This is always a tough question, and (depending on the local record keeping) requires some work to answer. I'm not sure if you have pursued this, but the best way to prove such relationships are from surviving legal documents. If there is a will (do you know where the father died?), administration of an estate (even a small one) or a land transaction such as a deed or purchase, you may find such a reference. Another source are church records, especially if you know what town or city they lived in (esp true for Catholic church records). There are also obituaries (esp in church newspapers) in that era that often contain family details. There are indices for this. Check with the LDS resources.
The later censuses do carry the exact relationship, but 1830s is a problem. Finally, if there are local archives, you may find a county history or other references that mention the family).

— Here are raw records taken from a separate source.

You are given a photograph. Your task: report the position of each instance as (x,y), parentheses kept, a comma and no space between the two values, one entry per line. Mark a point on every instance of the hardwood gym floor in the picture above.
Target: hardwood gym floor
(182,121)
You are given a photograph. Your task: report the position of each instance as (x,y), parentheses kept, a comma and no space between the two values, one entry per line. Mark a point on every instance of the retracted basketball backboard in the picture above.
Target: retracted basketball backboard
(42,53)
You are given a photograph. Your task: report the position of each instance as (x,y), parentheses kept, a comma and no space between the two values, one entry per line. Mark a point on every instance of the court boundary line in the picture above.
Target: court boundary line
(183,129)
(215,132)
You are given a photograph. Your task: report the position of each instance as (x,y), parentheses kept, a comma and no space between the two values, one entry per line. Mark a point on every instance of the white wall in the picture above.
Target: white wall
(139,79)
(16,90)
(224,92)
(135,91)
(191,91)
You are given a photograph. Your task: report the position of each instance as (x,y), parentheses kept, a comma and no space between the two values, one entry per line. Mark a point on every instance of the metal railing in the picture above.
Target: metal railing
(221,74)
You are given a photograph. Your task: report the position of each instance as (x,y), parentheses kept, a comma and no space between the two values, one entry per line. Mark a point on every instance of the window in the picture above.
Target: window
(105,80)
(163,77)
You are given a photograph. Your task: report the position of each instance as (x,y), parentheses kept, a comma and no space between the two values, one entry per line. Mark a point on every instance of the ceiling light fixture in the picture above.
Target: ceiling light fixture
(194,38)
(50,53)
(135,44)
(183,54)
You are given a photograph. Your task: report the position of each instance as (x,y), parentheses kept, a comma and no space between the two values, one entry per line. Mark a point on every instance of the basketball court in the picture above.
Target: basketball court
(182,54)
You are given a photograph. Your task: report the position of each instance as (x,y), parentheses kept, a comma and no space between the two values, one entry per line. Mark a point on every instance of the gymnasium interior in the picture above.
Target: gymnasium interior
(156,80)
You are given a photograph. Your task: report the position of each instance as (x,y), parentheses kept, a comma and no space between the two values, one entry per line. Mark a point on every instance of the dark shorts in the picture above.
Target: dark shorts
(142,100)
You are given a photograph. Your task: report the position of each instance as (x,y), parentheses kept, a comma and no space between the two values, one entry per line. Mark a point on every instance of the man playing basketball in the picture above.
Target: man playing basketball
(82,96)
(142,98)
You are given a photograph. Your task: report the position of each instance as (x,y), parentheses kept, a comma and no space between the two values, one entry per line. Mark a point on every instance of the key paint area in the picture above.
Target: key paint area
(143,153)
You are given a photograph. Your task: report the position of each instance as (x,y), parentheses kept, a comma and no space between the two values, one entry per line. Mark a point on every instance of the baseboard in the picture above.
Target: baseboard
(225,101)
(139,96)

Are you sure the census can't provide you with some clues? Like the number of males or females of a certain age in the household. You could use this data to look for brothers and/or sisters.

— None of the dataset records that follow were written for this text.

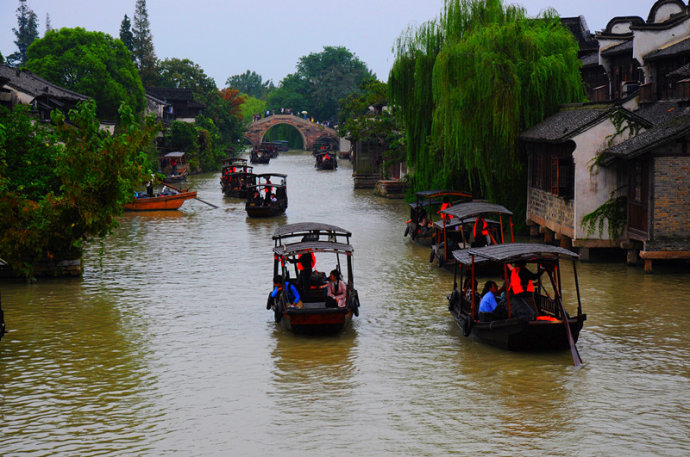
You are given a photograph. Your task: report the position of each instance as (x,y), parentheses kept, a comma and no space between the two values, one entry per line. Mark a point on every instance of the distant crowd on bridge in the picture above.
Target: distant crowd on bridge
(288,111)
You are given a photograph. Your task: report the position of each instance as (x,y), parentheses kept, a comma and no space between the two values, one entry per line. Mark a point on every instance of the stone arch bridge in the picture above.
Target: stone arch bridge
(309,131)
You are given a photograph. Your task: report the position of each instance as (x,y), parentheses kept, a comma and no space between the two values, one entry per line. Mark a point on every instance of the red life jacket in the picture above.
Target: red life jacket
(515,284)
(313,261)
(444,215)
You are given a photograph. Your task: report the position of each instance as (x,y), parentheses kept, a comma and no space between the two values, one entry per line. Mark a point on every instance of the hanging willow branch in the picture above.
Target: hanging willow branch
(469,84)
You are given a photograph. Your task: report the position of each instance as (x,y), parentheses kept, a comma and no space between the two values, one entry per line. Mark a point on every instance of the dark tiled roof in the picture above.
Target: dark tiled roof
(680,73)
(682,47)
(26,81)
(622,48)
(566,123)
(660,134)
(658,112)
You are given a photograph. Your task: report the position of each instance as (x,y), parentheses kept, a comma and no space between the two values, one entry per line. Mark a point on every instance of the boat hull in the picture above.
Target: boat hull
(320,320)
(163,202)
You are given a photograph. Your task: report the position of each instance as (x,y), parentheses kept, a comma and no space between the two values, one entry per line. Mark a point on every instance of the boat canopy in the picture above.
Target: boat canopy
(174,155)
(312,246)
(308,228)
(473,209)
(442,193)
(511,252)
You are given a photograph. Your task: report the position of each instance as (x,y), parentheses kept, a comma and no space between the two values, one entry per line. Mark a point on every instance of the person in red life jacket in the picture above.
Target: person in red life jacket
(481,233)
(522,284)
(305,263)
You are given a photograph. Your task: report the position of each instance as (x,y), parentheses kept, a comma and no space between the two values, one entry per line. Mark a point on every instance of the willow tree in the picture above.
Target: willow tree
(495,73)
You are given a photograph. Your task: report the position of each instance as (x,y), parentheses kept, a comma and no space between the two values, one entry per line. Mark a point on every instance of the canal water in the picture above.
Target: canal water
(165,347)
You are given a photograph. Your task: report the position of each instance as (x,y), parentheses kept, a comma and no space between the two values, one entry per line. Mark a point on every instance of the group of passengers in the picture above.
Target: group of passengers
(493,300)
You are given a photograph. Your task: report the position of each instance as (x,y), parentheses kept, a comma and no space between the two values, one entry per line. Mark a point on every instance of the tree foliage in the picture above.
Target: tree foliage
(91,63)
(251,83)
(62,186)
(221,124)
(126,35)
(469,83)
(26,32)
(320,81)
(142,44)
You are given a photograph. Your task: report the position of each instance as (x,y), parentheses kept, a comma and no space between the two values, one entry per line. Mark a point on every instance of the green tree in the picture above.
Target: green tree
(470,83)
(251,83)
(320,81)
(142,44)
(91,63)
(251,106)
(26,32)
(126,35)
(64,185)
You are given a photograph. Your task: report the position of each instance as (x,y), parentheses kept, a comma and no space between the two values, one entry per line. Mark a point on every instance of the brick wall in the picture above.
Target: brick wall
(671,217)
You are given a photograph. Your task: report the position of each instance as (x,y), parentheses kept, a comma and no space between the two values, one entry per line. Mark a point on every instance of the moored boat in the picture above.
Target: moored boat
(268,197)
(519,322)
(164,201)
(314,313)
(427,203)
(326,161)
(468,225)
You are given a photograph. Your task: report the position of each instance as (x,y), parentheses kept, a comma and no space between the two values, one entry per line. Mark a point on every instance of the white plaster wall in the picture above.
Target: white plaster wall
(593,187)
(665,12)
(646,41)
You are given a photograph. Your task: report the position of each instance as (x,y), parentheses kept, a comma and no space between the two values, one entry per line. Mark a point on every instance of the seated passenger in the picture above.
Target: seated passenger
(293,297)
(336,291)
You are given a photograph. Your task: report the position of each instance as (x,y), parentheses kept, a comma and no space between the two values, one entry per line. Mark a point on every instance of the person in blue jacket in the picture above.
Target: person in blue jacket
(293,297)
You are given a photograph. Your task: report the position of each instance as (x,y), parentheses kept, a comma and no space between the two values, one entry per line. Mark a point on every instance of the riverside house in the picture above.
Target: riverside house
(615,172)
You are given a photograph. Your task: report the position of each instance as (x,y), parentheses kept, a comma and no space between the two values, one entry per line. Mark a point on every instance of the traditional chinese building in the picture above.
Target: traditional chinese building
(615,172)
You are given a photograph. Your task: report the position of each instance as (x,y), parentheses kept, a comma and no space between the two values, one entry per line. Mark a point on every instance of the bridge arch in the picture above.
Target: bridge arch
(309,131)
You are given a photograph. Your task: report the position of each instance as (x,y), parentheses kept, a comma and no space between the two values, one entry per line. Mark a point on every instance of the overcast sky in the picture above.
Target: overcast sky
(228,37)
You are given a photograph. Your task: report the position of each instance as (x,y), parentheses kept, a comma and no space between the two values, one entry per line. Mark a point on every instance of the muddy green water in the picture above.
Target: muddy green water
(165,347)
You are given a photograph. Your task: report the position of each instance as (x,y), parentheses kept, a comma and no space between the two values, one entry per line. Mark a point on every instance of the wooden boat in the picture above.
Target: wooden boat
(235,177)
(159,202)
(258,156)
(260,201)
(456,230)
(328,242)
(174,166)
(326,161)
(553,329)
(427,203)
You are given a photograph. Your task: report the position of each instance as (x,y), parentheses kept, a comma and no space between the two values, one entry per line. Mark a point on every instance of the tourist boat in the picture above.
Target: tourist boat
(235,177)
(427,203)
(326,161)
(164,201)
(259,156)
(461,227)
(174,166)
(268,197)
(553,328)
(330,243)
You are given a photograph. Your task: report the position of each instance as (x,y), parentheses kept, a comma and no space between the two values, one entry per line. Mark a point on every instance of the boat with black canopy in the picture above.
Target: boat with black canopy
(427,203)
(268,197)
(235,177)
(295,251)
(326,160)
(466,225)
(534,319)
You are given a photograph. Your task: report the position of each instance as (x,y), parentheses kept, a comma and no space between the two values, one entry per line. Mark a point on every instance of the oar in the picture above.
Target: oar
(182,191)
(577,361)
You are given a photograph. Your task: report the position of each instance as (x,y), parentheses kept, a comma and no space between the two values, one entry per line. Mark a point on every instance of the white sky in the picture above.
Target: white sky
(227,37)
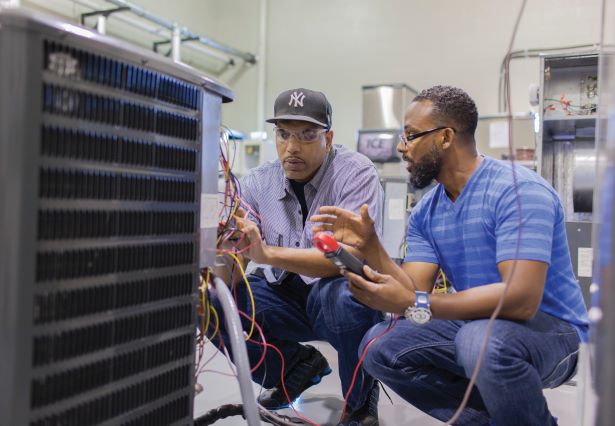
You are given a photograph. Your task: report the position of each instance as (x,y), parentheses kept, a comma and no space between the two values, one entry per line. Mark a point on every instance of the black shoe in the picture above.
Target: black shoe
(367,415)
(309,370)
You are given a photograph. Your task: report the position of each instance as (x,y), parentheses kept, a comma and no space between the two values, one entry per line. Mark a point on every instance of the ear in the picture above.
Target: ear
(329,138)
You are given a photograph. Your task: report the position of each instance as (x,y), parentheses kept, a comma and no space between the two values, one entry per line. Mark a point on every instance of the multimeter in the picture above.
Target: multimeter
(341,257)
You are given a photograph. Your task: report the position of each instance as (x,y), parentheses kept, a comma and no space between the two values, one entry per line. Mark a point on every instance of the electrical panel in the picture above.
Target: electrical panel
(567,148)
(102,151)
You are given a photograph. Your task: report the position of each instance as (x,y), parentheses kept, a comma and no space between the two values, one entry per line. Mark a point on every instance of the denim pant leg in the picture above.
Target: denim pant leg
(418,362)
(342,321)
(521,359)
(284,323)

What county/township are they listed in? Often relations will live nearby. If not a few households away, then maybe in neighboring townships.
You might look into a book or website that offers advice on how to get the most out of census records - even info you may not realize is useful - and where to go next when you've exhausted those leads.

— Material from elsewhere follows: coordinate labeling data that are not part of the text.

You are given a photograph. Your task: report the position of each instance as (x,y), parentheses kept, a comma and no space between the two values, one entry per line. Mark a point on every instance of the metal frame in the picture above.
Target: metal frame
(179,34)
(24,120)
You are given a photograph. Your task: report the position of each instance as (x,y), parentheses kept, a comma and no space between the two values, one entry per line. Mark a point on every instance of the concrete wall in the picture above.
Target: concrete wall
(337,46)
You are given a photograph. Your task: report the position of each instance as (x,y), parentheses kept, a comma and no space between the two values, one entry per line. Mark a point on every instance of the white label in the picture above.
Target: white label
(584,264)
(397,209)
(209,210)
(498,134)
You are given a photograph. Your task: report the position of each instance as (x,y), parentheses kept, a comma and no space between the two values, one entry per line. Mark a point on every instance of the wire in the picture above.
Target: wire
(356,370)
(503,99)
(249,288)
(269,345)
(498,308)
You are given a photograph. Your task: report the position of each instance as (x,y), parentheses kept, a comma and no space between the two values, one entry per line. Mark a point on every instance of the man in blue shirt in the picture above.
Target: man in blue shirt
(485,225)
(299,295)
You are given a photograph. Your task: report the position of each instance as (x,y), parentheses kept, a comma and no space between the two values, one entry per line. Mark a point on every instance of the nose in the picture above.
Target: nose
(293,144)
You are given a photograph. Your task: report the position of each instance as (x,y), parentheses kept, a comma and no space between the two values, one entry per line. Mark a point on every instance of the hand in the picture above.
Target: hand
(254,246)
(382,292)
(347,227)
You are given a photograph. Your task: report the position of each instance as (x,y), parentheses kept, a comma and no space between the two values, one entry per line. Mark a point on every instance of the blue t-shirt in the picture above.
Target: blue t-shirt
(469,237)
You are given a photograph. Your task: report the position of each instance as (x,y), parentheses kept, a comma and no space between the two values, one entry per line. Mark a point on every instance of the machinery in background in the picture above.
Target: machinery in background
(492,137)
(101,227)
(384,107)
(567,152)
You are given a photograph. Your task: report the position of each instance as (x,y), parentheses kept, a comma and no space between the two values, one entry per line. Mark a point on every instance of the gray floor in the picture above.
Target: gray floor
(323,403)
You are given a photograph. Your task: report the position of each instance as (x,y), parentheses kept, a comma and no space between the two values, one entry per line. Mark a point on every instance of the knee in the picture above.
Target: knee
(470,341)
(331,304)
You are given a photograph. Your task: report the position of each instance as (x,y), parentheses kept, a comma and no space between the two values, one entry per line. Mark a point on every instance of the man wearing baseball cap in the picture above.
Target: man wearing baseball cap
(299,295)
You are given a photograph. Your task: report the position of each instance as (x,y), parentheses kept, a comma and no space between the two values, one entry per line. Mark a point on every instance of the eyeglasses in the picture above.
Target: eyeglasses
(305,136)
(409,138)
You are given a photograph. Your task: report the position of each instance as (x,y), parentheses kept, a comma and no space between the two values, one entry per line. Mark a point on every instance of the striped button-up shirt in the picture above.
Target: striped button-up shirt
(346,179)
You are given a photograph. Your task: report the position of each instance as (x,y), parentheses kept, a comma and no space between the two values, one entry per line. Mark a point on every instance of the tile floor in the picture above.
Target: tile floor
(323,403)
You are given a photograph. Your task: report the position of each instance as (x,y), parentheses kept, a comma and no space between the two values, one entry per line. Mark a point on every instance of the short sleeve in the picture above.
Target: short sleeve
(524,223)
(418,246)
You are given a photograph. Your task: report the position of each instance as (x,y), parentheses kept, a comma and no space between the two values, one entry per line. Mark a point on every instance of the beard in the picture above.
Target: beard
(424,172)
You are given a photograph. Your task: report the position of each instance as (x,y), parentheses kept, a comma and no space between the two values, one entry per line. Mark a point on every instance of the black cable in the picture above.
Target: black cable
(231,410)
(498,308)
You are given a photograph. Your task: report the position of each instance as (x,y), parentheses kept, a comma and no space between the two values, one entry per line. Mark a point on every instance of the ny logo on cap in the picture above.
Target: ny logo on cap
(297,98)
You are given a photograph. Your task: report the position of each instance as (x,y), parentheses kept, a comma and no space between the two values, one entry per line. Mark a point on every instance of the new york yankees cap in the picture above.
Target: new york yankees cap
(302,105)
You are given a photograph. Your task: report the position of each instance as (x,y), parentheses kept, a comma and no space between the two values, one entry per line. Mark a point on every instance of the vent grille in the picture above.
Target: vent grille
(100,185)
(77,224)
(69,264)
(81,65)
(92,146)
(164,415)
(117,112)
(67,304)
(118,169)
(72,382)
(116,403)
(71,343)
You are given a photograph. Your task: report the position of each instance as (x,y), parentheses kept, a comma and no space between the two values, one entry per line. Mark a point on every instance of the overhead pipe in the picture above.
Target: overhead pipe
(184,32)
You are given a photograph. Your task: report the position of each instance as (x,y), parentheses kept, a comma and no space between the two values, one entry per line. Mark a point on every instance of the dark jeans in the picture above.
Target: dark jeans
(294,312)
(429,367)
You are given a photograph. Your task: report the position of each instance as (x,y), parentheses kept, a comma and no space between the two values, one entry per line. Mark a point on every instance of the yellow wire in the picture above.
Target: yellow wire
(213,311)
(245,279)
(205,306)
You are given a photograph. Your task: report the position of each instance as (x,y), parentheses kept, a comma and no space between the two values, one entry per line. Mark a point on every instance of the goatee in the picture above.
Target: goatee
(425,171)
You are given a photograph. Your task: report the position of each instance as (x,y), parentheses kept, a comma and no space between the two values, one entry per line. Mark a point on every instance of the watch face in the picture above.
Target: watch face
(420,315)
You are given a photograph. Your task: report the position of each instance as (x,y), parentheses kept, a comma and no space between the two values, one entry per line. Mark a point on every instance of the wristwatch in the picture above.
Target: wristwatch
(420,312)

Here are a couple of books that offer alternative research resources: Hidden Sources: Family History in Unlikely Places
Locating Your Roots: Discover Your Ancestors Using Land Records
Also, have you checked surname websites or message boards (like rootsweb.com's boards)for other people researching the same surnames. You might get lucky and find a 'distant cousin' with the missing piece to your puzzle. Or you mind find a volunteer who lives in the area who would be willing to help with your research.